Welcome in the third article form the series covering how to build business-oriented applications in Go! In this series, we want to show you how to build applications that are easy to develop, maintain, and fun to work in the long term.

In this week’s article I will describe how you can build robust, internal communication between your services using gRPC. I will also cover some extra configuration required to set up authentication and TLS for the Cloud Run.

Why gRPC?

Let’s imagine a story, that is true for many companies:

Let’s meet Dave. Dave is working in the company that spent about 2 years on building their product from scratch. During this time, they were pretty successful in finding thousands of customers, who wanted to use their product. They started to develop this application during the biggest “boom” for microservices. It was an obvious choice for them to use that kind of architecture. Currently, they have more than 50 microservices using HTTP calls to communicate with each other.

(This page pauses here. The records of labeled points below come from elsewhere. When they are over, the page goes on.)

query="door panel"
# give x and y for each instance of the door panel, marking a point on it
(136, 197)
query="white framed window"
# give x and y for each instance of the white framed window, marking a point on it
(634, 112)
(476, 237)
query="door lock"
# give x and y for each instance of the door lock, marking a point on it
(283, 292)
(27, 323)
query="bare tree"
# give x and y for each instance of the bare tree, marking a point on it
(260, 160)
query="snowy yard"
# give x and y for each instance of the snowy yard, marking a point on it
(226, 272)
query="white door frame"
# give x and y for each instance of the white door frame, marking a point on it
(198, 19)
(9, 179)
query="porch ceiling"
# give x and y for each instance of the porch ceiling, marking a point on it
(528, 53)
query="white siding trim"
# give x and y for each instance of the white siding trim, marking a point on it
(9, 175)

Of course, Dave’s company didn’t do everything perfectly. The biggest pain is that currently all engineers are afraid to change anything in HTTP contracts. It is easy to make some changes that are not compatible or not returning valid data. It’s not rare that the entire application is not working because of that. “Didn’t we built microservices to avoid that?” – this is the question asked by scary voices in Dave’s head every day.

Dave already proposed to use OpenAPI for generating HTTP server responses and clients. But he shortly found that he still can return invalid data from the API.

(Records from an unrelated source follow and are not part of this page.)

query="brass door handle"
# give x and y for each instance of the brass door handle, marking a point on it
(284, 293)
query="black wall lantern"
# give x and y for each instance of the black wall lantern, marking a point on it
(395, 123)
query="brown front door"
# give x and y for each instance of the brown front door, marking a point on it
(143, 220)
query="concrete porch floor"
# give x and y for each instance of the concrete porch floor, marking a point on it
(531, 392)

It doesn’t matter if it (already) sounds familiar to you or not. The solution for Dave’s company is simple and straightforward to implement. You can easily achieve robust contracts between your services by using gRPC.

gRPC logo

The way of how servers and clients are generated from gRPC is way much stricter than OpenAPI. It’s needless to say that it’s infinitely better than the OpenAPI’s client and server that are just copying the structures.

Another important “why” may be the performance. You may find many of studies that gRPC may be even 10x faster than REST. When your API is handling millions of millions of requests per second, it may be a case for cost optimization. In the context of applications like Wild Workouts, where traffic may be less than 10 requests/sec, it doesn’t matter.

To be not biased in favor of using gRPC, I tried to find any reason not to use it for internal communication. I failed here:

  • the entry point is low,
  • adding gRPC server doesn’t need any extra infrastructure work – it’s working on the top of HTTP/2,
  • it’s working with many languages like Java, C/C++, Python, C#, JS, and more,
  • in theory, you are even able to use gRPC for the frontend communication (I didn’t test that),
  • it’s “Goish” – the compiler ensures that you are not returning anything stupid.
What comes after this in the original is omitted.